How can scientists become better writers? Topics include principles of good writing, tricks for writing faster and with less anxiety, and issues in publication and peer review.

Starts : 2010-02-01
12 votes
MIT OpenCourseWare (OCW) Free Closed [?] English & Literature Infor Information control Information Theory Nutrition WizIQ.htm%2525252525253Fdatetype%2525252525253Drecent&.htm%25252525253Fpricetype%25252525253Dfree%25

This course provides the opportunity for students-as readers, viewers, writers and speakers-to engage with social and ethical issues they care deeply about. Over the course of the semester, through discussing the writing of classic and contemporary authors, we will explore different perspectives on a range of social issues such as free speech, poverty and homelessness, mental illness, capital punishment and racial and gender inequality. In addition, we will analyze selected documentary and feature films and photographs that represent or dramatize social problems or issues. In assigned essays, students will have the opportunity to write about social and ethical issues of their own choice.
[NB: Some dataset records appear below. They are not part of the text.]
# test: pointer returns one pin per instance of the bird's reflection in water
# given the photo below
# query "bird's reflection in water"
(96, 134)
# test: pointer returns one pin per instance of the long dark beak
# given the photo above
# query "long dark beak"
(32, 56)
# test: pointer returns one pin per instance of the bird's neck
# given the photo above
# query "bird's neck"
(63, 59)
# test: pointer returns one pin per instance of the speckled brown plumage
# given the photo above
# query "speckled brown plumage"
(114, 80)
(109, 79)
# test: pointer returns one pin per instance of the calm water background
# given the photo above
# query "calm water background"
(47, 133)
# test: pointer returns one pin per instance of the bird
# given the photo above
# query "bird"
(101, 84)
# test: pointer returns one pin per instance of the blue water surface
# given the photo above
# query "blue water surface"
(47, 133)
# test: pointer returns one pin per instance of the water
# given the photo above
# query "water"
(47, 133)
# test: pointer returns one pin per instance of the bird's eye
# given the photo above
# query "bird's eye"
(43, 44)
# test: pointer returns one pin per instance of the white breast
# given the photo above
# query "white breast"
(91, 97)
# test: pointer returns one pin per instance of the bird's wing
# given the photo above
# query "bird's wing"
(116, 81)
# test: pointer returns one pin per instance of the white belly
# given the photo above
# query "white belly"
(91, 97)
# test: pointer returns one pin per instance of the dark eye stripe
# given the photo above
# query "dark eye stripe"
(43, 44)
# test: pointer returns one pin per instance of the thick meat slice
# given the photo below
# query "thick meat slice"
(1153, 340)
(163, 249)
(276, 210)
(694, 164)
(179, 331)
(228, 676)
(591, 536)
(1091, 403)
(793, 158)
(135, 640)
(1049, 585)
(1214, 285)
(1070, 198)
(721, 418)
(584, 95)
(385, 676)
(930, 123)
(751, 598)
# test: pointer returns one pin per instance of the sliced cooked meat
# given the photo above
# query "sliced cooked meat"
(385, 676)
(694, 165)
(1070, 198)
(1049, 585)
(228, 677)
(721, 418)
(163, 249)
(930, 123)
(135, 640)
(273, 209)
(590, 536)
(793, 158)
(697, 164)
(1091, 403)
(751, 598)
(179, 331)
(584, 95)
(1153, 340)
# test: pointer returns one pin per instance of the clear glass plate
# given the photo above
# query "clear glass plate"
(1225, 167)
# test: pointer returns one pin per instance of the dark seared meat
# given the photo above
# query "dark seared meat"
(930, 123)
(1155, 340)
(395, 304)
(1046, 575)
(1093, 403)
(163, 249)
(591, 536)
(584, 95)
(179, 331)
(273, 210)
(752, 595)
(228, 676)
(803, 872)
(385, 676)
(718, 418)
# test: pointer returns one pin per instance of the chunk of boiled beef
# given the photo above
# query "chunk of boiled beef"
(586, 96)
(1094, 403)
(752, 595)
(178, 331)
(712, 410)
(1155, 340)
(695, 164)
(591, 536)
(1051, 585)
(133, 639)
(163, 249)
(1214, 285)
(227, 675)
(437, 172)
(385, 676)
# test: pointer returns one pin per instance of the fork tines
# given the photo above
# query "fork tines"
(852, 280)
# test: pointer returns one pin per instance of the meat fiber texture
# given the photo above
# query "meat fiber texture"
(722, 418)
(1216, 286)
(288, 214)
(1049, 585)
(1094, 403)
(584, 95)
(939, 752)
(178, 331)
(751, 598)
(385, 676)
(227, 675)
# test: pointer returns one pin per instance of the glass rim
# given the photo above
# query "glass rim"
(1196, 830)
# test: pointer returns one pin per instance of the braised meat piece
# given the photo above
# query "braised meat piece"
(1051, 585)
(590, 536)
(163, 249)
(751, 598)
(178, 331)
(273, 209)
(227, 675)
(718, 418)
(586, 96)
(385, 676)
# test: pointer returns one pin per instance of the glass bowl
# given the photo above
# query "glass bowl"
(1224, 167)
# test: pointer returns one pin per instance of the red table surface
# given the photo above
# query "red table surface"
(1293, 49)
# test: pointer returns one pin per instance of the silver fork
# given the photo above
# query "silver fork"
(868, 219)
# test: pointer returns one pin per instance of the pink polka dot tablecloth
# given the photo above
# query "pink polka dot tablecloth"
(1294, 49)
This course aims to help students to grow significantly in their ability to understand and grapple with arguments, to integrate secondary print and visual sources and to craft well-reasoned and elegant essays. Students will also keep a reading journal and give oral presentations. In class we will discuss assigned texts, explore strategies for successful academic writing, freewrite and respond to one another's essays.

No votes
Canvas.net Free Closed [?] English & Literature HumanitiesandScience

Intended for English language teachers and students, world language teachers and students, and everyone else wishing to understand the structure of English, this course explains English holistically by describing the fixed order of the sentence and the interrelationship of its parts. This course is not a series of independent lessons, but a deeper, more focused, unified look into the structure of English. Participants quickly discover that all English sentences follow the same principles by identifying the places contained in every sentence and the types of relationships and phrases found in those places. From day one, participants describe English sentences in a simple, straightforward manner and are able to apply this information for editing purposes. These skills facilitate the teaching and learning of other languages as well. Course content is taken from linguistics and adapted to language teaching and learning. Course content is cumulative, applies directly to every sentence, and becomes the method for describing how words and phrases are combined into sentences to create meaning. X-words (traditionally called auxiliary verbs or helping verbs) are our keys for unlocking and revealing the hidden structure of every sentence. Class content is provided through the X-Word Grammar online video series available at the X-Word Grammar Store. Subscription cost is $15. The philosophy of X-Word Grammar: The simple sentence is a unique approach and quite different than any other grammar you have ever studied. It is logical, useful, and interesting! If you want to learn about the structure of the English sentence, this class is for you. Try it. You will like it!